Hacker News

The framing that's worked for us: treat it like Unix privilege escalation, not like a promise system.

"Never do X" in a prompt is a promise. Promises break under pressure, long context, or adversarial inputs. Structural constraints don't.

What we actually use:

1. Minimum viable API permissions from the start. The agent's Gmail credentials are IMAP read-only — it physically cannot send email without a different credential set. The Stripe key is read-only — it can check payments but can't issue refunds. The agent isn't "trusted not to" do these things. It literally can't.

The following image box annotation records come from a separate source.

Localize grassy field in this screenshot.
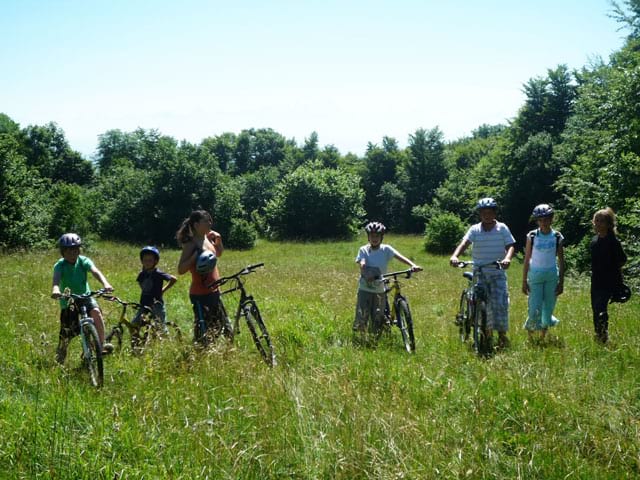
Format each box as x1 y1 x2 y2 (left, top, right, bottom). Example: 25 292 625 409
0 235 640 479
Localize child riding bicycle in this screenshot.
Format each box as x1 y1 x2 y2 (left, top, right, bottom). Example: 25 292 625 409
353 222 422 340
449 197 516 348
51 233 113 364
131 245 177 333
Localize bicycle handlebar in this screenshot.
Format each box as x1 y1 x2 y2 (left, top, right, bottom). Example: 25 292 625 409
60 288 107 300
382 268 415 280
456 260 503 270
207 263 264 288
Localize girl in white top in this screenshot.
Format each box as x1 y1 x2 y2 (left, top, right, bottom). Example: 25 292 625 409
522 203 564 339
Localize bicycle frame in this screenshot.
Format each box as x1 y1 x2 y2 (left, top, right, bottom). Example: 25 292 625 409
61 288 104 387
456 261 502 356
209 263 276 366
381 269 416 353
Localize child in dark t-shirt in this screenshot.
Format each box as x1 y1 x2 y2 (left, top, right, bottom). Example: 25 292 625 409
133 246 176 331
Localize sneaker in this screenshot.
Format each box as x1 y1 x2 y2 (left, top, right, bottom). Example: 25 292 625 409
102 342 113 355
56 346 67 365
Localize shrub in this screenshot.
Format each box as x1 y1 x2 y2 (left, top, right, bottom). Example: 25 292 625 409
226 218 258 250
265 162 364 239
424 212 466 254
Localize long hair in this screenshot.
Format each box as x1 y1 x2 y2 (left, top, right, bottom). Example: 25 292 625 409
593 207 618 235
176 210 213 245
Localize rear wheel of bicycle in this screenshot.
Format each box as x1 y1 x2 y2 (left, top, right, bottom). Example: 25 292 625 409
473 301 493 357
456 290 471 342
82 323 104 387
242 303 276 367
396 298 416 353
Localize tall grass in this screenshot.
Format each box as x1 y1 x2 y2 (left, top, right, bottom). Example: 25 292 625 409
0 236 640 479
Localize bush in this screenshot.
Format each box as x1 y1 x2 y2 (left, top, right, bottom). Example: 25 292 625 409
265 162 364 239
424 212 466 254
226 218 258 250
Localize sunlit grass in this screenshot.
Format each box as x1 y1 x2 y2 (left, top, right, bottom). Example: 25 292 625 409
0 236 640 479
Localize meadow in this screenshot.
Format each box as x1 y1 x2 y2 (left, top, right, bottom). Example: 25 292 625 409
0 235 640 479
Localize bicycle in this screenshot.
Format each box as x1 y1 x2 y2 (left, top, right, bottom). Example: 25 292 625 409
60 288 105 388
380 269 416 353
209 263 276 367
102 295 182 354
455 261 502 357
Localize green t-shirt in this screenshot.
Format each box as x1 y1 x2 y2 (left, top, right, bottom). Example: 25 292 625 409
53 255 93 308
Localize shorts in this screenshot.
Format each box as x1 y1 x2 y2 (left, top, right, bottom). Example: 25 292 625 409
353 290 387 332
60 298 100 339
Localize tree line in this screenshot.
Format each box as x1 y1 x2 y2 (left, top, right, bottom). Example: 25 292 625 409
0 0 640 275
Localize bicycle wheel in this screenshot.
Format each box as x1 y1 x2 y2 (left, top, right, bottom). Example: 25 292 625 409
473 300 493 357
396 297 416 353
242 303 276 367
456 290 471 343
82 323 104 387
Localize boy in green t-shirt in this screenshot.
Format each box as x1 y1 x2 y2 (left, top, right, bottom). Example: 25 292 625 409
51 233 113 364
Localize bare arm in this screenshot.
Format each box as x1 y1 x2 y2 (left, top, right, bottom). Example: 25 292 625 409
91 266 113 292
522 236 532 295
556 243 565 295
449 240 471 267
162 275 178 293
500 243 516 270
51 270 62 298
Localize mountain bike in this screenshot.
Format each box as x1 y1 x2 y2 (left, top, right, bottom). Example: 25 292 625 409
455 262 502 357
60 288 105 388
381 269 416 353
102 295 182 354
209 263 276 367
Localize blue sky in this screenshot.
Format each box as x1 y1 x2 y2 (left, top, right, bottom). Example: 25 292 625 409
0 0 624 157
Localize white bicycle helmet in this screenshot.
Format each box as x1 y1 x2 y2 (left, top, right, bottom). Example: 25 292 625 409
196 250 218 275
476 197 498 210
364 222 387 234
531 203 553 218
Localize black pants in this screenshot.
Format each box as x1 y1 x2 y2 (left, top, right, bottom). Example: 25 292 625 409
591 287 612 342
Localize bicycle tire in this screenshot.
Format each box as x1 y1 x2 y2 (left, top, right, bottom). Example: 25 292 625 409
456 290 471 343
473 300 493 356
242 303 276 367
82 323 104 388
396 298 416 353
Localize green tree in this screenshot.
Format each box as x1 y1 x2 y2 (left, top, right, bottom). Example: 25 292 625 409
266 163 364 239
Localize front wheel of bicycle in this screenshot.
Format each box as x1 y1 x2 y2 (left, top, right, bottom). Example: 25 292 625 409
242 303 276 367
473 300 493 357
82 323 104 388
396 298 416 353
456 290 471 343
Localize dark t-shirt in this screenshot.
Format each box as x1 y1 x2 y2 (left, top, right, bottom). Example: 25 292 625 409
591 233 627 290
137 268 171 306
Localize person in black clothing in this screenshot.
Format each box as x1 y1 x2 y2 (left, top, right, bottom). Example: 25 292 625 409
590 207 627 343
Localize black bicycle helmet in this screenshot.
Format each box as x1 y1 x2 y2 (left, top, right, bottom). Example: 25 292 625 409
531 203 553 218
364 222 387 234
140 245 160 262
476 197 498 210
196 250 218 275
58 233 82 248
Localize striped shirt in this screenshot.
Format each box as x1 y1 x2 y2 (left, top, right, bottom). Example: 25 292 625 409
463 222 516 265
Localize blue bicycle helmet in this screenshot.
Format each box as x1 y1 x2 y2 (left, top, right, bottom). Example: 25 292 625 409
476 197 498 210
140 245 160 262
196 250 218 275
364 222 387 234
531 203 553 218
58 233 82 248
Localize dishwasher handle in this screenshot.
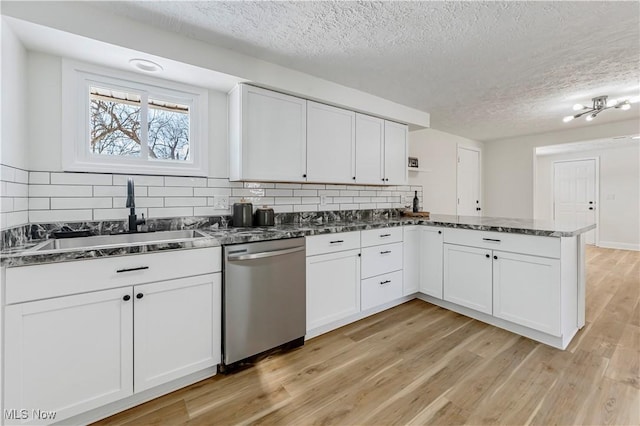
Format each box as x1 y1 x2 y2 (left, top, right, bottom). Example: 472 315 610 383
227 246 304 260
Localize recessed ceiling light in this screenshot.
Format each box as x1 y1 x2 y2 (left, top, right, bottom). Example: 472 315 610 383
129 58 164 72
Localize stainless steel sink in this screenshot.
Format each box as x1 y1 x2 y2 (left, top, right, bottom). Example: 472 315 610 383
29 229 208 252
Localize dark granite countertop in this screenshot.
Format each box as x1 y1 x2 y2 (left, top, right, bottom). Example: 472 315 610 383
0 215 596 267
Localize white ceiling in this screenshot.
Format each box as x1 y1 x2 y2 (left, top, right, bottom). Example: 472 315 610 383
89 1 640 140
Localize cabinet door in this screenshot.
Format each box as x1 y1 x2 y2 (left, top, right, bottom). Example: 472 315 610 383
443 244 493 315
493 251 561 336
307 101 356 183
307 250 360 331
4 287 133 423
240 85 307 182
356 114 384 185
384 121 408 185
134 273 222 392
418 226 443 299
402 226 422 296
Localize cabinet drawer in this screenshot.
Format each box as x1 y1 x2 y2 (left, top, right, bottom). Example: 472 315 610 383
444 228 560 259
362 226 402 247
306 231 360 256
6 247 222 304
362 243 402 278
360 271 402 311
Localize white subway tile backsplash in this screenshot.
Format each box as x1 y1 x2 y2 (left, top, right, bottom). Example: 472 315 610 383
2 182 29 197
193 188 231 197
29 197 50 210
29 185 93 197
29 209 93 223
113 196 164 208
148 186 193 197
293 189 318 197
113 175 164 186
51 197 112 210
51 172 113 185
164 197 207 207
149 207 193 218
266 189 293 197
164 176 207 188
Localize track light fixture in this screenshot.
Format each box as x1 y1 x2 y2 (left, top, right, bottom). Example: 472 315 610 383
562 96 631 123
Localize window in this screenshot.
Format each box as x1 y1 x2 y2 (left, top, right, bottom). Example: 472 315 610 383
63 61 208 176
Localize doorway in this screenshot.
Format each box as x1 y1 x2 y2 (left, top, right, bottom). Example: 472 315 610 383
457 146 482 216
553 158 598 245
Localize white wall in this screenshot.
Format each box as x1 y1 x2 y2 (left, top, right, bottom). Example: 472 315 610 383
0 22 28 169
409 125 483 215
535 143 640 250
484 120 640 219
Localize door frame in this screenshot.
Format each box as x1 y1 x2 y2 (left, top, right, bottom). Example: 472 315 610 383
456 143 484 216
551 156 600 247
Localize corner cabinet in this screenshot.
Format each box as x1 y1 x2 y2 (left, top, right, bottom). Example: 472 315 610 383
229 84 408 185
4 247 221 424
229 84 307 182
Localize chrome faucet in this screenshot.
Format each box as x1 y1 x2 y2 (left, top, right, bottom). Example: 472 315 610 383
126 178 146 232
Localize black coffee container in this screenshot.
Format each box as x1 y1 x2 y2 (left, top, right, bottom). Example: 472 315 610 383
233 202 253 228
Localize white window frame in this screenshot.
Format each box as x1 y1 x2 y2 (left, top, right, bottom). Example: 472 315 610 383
62 59 209 177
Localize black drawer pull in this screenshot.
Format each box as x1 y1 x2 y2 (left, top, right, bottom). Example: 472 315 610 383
116 266 149 274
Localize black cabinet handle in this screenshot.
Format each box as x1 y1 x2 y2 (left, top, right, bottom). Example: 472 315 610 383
116 266 149 274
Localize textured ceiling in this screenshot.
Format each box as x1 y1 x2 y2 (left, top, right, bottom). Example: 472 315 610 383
96 1 640 140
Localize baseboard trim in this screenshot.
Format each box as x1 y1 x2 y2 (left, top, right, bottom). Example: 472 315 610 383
598 241 640 251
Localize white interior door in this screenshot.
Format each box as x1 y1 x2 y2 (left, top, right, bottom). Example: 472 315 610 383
553 159 596 244
458 147 482 216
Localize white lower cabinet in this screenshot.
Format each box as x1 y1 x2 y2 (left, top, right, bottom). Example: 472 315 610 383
307 248 360 331
418 226 443 299
493 251 562 336
362 271 402 311
4 287 133 424
133 273 222 392
443 244 493 315
402 226 420 296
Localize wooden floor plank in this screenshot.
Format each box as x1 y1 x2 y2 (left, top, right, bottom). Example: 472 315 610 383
97 247 640 426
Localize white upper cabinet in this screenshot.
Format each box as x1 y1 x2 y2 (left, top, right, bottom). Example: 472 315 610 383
229 84 307 182
384 121 408 185
307 101 356 183
355 114 384 185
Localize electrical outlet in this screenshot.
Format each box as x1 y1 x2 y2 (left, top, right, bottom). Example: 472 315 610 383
213 195 229 210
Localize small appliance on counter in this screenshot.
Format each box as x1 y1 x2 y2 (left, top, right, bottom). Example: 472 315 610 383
253 206 276 226
232 198 253 228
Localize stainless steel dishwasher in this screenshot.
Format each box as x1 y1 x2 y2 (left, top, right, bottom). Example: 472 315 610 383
221 238 306 372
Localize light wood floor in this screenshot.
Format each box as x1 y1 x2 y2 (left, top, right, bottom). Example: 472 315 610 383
99 248 640 425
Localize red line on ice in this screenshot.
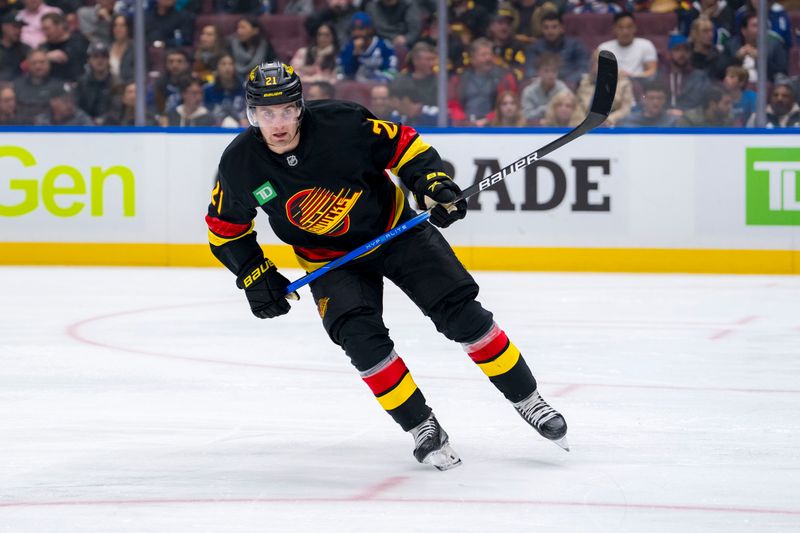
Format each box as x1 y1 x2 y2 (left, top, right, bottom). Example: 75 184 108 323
350 476 408 501
0 494 800 516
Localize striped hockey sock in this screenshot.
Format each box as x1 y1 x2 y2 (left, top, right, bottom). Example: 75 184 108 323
462 324 536 402
361 350 431 431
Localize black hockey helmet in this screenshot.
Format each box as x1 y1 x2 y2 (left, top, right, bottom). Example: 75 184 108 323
245 61 305 126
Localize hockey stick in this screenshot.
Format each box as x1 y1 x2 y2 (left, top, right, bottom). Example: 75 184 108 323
286 50 617 294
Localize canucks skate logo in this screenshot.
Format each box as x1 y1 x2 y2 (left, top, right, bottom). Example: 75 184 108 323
745 148 800 226
286 187 363 237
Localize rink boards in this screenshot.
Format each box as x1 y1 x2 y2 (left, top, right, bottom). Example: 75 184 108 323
0 129 800 274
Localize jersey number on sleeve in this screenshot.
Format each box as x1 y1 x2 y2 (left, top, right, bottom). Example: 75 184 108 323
211 181 224 213
367 118 397 139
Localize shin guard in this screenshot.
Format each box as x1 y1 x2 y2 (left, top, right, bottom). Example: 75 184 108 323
361 350 431 431
462 324 536 402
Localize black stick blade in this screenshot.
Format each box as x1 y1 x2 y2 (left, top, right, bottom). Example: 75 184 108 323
590 50 618 118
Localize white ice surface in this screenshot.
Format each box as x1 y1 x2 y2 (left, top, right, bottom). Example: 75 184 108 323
0 268 800 533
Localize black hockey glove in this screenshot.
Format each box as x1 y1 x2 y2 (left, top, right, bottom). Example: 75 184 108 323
236 258 300 318
414 172 467 228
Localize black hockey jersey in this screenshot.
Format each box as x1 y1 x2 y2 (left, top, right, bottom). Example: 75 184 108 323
206 100 450 274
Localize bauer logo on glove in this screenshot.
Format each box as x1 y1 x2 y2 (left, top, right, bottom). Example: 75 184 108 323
414 172 467 228
242 259 275 289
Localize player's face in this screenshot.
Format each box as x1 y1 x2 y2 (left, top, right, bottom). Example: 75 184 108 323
255 103 300 153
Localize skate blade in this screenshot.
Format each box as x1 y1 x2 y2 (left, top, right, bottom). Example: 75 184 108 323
550 436 569 451
422 444 461 471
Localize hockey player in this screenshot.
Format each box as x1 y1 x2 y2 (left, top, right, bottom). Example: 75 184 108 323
206 62 569 470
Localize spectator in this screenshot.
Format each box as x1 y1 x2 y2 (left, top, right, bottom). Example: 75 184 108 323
575 49 633 126
747 76 800 127
527 13 589 87
487 91 528 128
161 78 216 128
229 16 275 78
369 85 394 120
17 0 61 48
77 41 116 124
728 13 788 83
722 65 756 126
34 83 92 126
568 0 632 16
522 54 569 121
448 38 518 126
524 0 567 43
42 13 89 81
145 0 194 48
103 81 156 126
203 54 249 128
0 84 23 126
303 81 336 102
0 12 31 81
392 41 439 106
513 0 542 42
77 0 115 44
689 15 729 80
306 0 356 43
339 11 397 82
733 0 796 51
394 85 439 128
678 86 733 128
14 49 63 124
677 0 735 46
217 0 262 16
539 91 584 128
489 5 526 81
658 33 711 115
290 22 339 83
619 81 678 128
192 24 227 83
108 15 134 81
598 12 658 79
153 50 190 114
447 0 492 40
364 0 422 48
283 0 314 17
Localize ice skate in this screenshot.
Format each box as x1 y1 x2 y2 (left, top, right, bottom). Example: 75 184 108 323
514 391 569 451
409 414 461 470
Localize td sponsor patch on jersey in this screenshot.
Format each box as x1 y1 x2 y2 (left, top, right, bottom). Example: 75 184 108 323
253 181 278 205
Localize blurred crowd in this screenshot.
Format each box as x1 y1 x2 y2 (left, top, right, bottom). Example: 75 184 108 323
0 0 800 128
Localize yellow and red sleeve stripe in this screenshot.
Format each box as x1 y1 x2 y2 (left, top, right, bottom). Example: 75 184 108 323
362 352 417 411
467 328 520 378
386 126 431 175
206 215 255 246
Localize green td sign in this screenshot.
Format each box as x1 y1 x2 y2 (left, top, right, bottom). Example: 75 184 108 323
745 148 800 226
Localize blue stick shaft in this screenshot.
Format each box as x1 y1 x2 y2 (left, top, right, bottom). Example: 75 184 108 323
286 211 431 294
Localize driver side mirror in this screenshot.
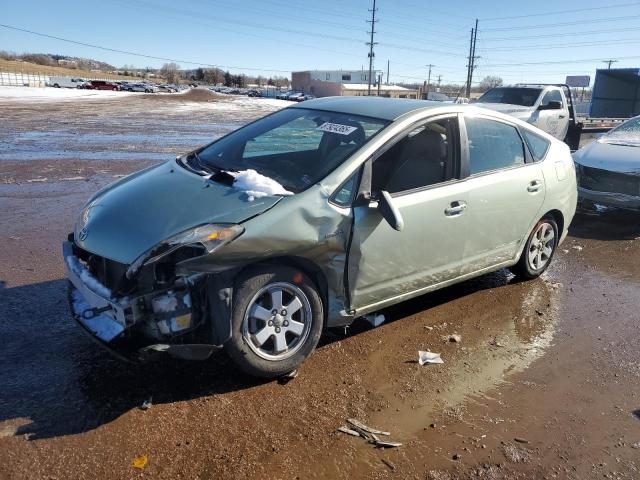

2. Internal vs external action classification. We define this explicitly upfront. Internal actions (write files, read data, run code, deploy to GitHub) — agent does freely. External actions (send email, post publicly, spend money) — require an explicit approval step. This line is in the identity file, not the prompt.

3. Escalation rules that are additive, not restrictive. Instead of "don't do X," we write "when you encounter situation Y, stop and message the human before proceeding." Positive instructions hold better than negative ones.

4. Audit-first for anything irreversible. For the few things that can't be undone (external posts, payment actions), we log the intent before executing and give a brief window for cancellation. 5 minutes is usually enough.

The key shift: move controls from the language layer (prompts) to the infrastructure layer (permissions, keys, API access). Language is soft. Infrastructure is hard.